To generalize, we seek an M-dimensional subspace spanned by orthonormal vectors: \[ \mathbf{B} = [\mathbf{b}_1, \mathbf{b}_2, \dots, \mathbf{b}_M], \] where each \(\mathbf{b}_m\) is an eigenvector of \(\mathbf{S}\) associated with one of its largest eigenvalues. After finding the first \(m-1\) principal components, we can define the remaining (unexplained) data as: \[ \hat{\mathbf{X}} = \mathbf{X} - \sum_{i=1}^{m-1} \mathbf{b}_i \mathbf{b}_i^\top \mathbf{X} = \mathbf{X} - \mathbf{B}_{m-1} \mathbf{X}, \] and seek the next direction \(\mathbf{b}_m\) that maximizes the variance of the residual data. This again leads to: \[ \mathbf{S} \mathbf{b}_m = \lambda_m \mathbf{b}_m, \] where \(\lambda_m\) is the m-th largest eigenvalue of \(\mathbf{S}\). Thus, each principal component corresponds to an eigenvector of the covariance matrix. The variance captured by the m-th component is: \[ V_m = \mathbf{b}_m^\top \mathbf{S} \mathbf{b}_m = \lambda_m. \]

Theorem 6.1 The total variance captured by the first \(M\) principal components is: \[ V_M = \sum_{m=1}^{M} \lambda_m. \]

The variance lost (due to compression) is: \[ J_M = \sum_{j=M+1}^{D} \lambda_j = V_D - V_M. \]

Alternatively, the relative variance captured is: \[ \frac{V_M}{V_D}, \] and the relative variance lost is: \[ 1 - \frac{V_M}{V_D}. \]

Example 6.3 If we project the point \(\mathbf{x} = [5, 3]^\top = 5\mathbf{e}_1 + 3\mathbf{e}_2\) onto the subspace spanned by \(\mathbf{e}_2\): \[ \tilde{\mathbf{x}} = [0, z]^\top = z\mathbf{e}_2 = [0, 3]^\top \] We can calculate the error as \[ \mathbf{x} - \tilde{\mathbf{x}} = [5, 3]^\top [0, 3]^\top = [5, 0]^\top.\]

If this projection came from the covariance matrix of a large data set with 2 eigenvalues 6 and 4, then this projection represents 60% (\(6/(6+4)\)) of the variance in the projection while the lost variance is 40%. In essence, 60% of the variability of the data associated with a projection of this type would be a result of the second component.

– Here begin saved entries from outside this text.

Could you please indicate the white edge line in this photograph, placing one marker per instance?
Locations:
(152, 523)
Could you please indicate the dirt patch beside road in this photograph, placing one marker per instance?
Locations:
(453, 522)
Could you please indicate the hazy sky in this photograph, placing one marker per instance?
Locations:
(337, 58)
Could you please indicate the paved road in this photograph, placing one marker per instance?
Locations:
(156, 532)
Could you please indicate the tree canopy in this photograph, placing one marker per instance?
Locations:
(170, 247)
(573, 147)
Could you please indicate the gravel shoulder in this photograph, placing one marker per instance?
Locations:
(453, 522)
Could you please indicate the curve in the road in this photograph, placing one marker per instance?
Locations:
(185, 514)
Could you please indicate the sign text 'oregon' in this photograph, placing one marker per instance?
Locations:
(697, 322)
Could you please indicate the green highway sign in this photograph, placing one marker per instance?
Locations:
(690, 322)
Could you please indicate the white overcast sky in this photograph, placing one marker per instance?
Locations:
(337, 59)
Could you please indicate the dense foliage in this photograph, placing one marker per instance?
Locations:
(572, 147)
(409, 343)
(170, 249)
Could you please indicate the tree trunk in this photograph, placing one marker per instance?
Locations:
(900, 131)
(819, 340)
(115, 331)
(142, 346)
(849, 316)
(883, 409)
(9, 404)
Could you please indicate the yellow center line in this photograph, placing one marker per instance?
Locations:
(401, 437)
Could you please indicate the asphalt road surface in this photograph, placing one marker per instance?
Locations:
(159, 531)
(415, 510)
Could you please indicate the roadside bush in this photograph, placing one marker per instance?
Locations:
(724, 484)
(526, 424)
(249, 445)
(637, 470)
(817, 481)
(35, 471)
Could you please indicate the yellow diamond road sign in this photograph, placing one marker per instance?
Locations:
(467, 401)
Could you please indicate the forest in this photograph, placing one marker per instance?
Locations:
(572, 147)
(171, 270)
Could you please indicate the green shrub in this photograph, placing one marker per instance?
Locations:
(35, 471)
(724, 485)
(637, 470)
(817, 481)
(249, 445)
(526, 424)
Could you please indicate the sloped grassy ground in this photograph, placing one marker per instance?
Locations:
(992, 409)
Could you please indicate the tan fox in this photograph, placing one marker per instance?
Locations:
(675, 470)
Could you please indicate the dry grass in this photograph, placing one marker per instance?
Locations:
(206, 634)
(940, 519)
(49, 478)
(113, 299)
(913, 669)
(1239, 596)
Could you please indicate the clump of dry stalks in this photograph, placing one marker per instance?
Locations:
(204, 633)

Example 6.4 When PCA is applied to the MNIST images of the digit “8”:

  • The eigenvalues of the data covariance matrix decrease rapidly.
  • Most variance is captured by only a small number of principal components.
  • This demonstrates that the dataset has an intrinsic low-dimensional structure.

Exercises

Exercise 6.1 Show that the variance of low dimensional code does not depend on the mean of the data. This allows us to assume our data has mean 0.

Exercise 6.2 Consider the constrained optimization problem \[\begin{align*} &\max_{\mathbf{b}_1} \mathbf{b}_1^T\mathbf{S}\mathbf{b}_1\\& \text{subject to} ||\mathbf{b}_1||^2 = 1. \end{align*}\] Derive the necessary Lagrangian conditions for this optimization problem.

Exercise 6.3 Explain why we maximize the variance when we select the basis vector that is associated with the largest eigenvalue.